Borgovico33 ha inaugurato a febbraio la rassegna Direct Architecture. Politics and Space, proponendo per Como un tema importante. La città infatti, incuneata tra il lago e le montagne, presenta dei limiti oggettivi verso l’espansione. Deve inoltre fare i conti con le caratteristiche romaniche e medievali del centro storico da un lato e con l’eredità razionalista dall’altro.
Ed ecco che accoglie con curiosità l’idea del giovane architetto spagnolo Santiago Cirugeda (Siviglia, 1971), in risposta alla domanda del curatore della mostra, Marco Scotini, di pensare ad una soluzione che permetta alla collettività di riappropriarsi dello spazio urbano. L’artista presenta il progetto di una casa che ognuno, almeno a livello teorico, è in grado di costruire da sé e in qualsiasi luogo. Tema a lui caro è infatti la realizzazione di un diritto fondamentale ed universale: quello di abitare.

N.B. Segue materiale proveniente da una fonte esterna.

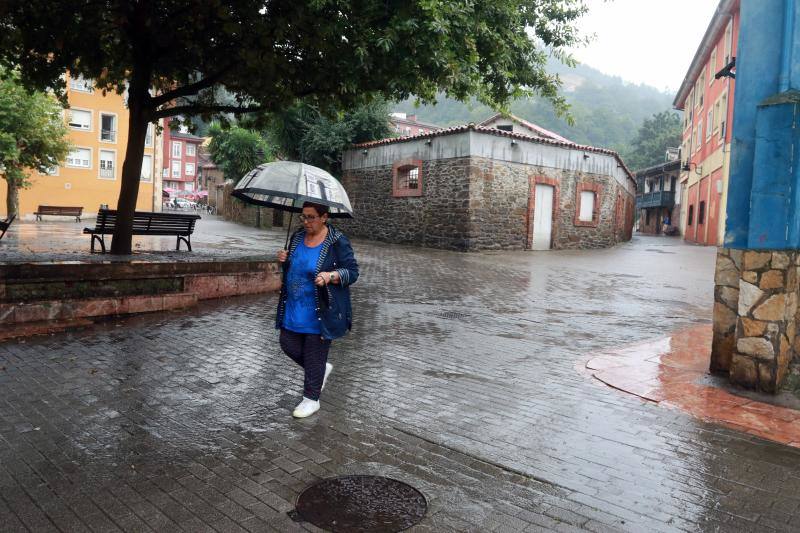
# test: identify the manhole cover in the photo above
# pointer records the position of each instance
(361, 503)
(453, 315)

Le sale della chiesa seicentesca, sede dell’Associazione, ospitano un vero e proprio cantiere, in cui è possibile osservare tutti gli strumenti e i materiali che costituiscono l’unità abitativa: assi di legno, travi, guanti, sanitari, arredi, addirittura un argano…
Cirugeda ha lasciato per i visitatori, tramite un video di animazione, le “istruzioni di montaggio”. Dei personaggi di plastica, fac-simile dei famigerati Playmobil, costruiscono sul tetto di un palazzo la casa progettata dall’artista, mentre appaiono i minuziosi sottotitoli che descrivono le modalità operative e i materiali specifici (“barre filettate diametro 8 mm”, “minimo 6 persone”, “ricordarsi di usare i guanti”). Alla fine delle loro fatiche i protagonisti del video festeggiano con una grigliata con vista panoramica sulla città. Il divertente e accattivante video, a cui nulla manca per essere verosimile, si conclude con dei fermo-immagine in bianco e nero, come se si trattasse di fotografie scattate durante i lavori.
Un secondo filmato riprende un gruppo di studenti della Nuova Accademia di Belle Arti di Milano che, seguendo le istruzioni del primo, costruiscono effettivamente l’abitazione all’interno dello spazio espositivo, poi smontata prima dell’inaugurazione.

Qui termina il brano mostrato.